Focal cortical dysplasia is a common cause of pharmacoresistant epilepsy that may be amenable to surgical resection. In a recent multicentre survey of procedures performed for the treatment of epilepsy in children, conducted by the Pediatric Epilepsy Surgery Sub-commission of the International League against Epilepsy, malformations of cortical development were confirmed as the most common indication for surgical resections (Harvey et al. 2008). High-resolution MR techniques enable identification of subtle and highly localized FCD that may not be revealed by conventional MR procedures. However, studies have shown that 25% of patients with histologically proven FCD may have normal MRI scans (Widdess-Walsh et al. 2006).
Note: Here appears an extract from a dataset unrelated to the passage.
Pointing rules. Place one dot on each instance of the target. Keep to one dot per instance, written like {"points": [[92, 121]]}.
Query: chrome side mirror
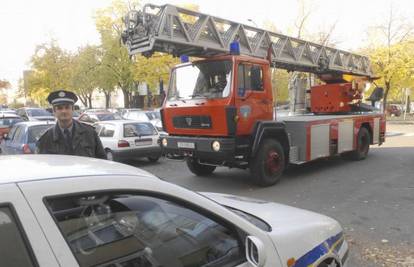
{"points": [[255, 251]]}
FCD is due to abnormalities in neuronal migration, proliferation and/or differentiation that result in four different histological subtypes: cortical architectural abnormalities have been termed IA; architectural abnormalities with giant cells, but no dysmorphic neurons or balloon cells are termed IB; the presence of dysmorphic neurons defines IIA; and the presence of balloon cells classifies the pathology as IIB (Palmini et al. 2004).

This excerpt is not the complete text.